“CommUNITY, 2020” by muralist Shane Pilster, one of ten artists selected for a public art billboard project designed to promote diversity in Westmoreland County, Pennsylvania.

“CommUNITY, 2020” by muralist Shane Pilster, one of ten artists selected for a public art billboard project designed to promote diversity in Westmoreland County, Pennsylvania.

Photo courtesy of curator Sheila Cuellar-Shaffer and the Westmoreland Museum of American Art

Culture

How to Diversify Trump County

New billboard artwork across Westmoreland, Pennsylvania, is seeking to promote diversity and inclusion in an aging county that’s 95% white. 

When driving from Pittsburgh to its deep eastern suburbs, you know you’ve arrived in Westmoreland County when you see the farms with the massive Trump campaign displays, some as elaborate as Christmas Nativity yard scenes. Indeed, there is an entire Trump House. The county is reliably Republican and overwhelmingly white — roughly 95% white compared to 2.4% Black and 2.8% “Other.” When Trump alarmed voters that Democrats and socialists were coming to doom the suburbs, this county was the kind of place he envisioned saving. He won it in November with 63.46% of the vote, which was 2 percentage points less than he won it with in 2016.
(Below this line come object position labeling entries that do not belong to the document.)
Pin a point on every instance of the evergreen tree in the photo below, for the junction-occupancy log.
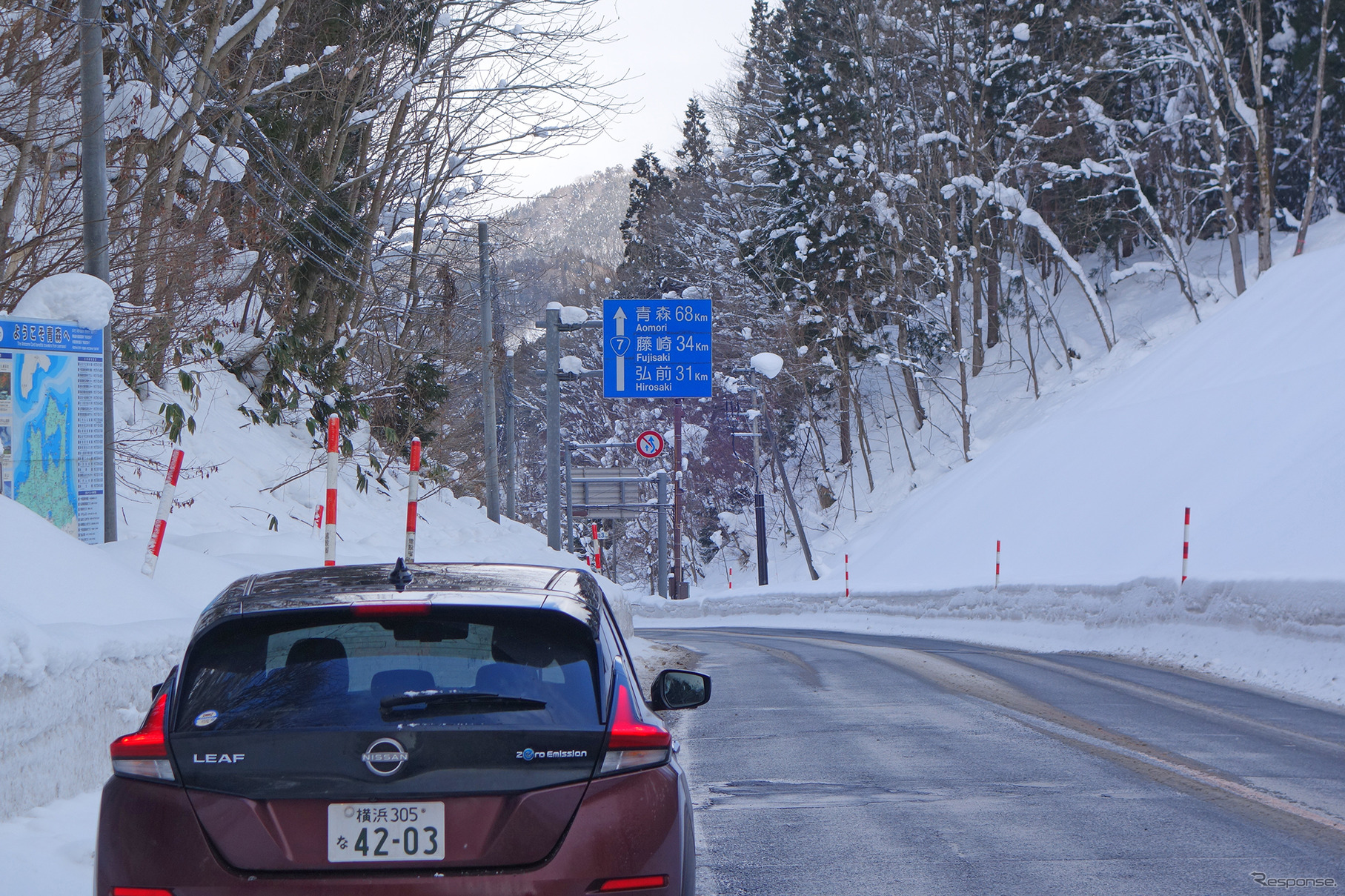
(651, 189)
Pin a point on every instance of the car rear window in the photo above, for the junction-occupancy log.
(450, 668)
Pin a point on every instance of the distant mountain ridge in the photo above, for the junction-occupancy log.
(564, 247)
But Westmoreland County’s roots are actually steeped in both Democratic Party politics and socialism. And while it never matched the Black demographics of nearby Pittsburgh and other Rust Belt metropolises, it was once a place where some Black businesses thrived and where Black families could find sanctuary from the city. With that in mind, today, a new set of signs is in view around the county that signals a return to those more cosmopolitan origins.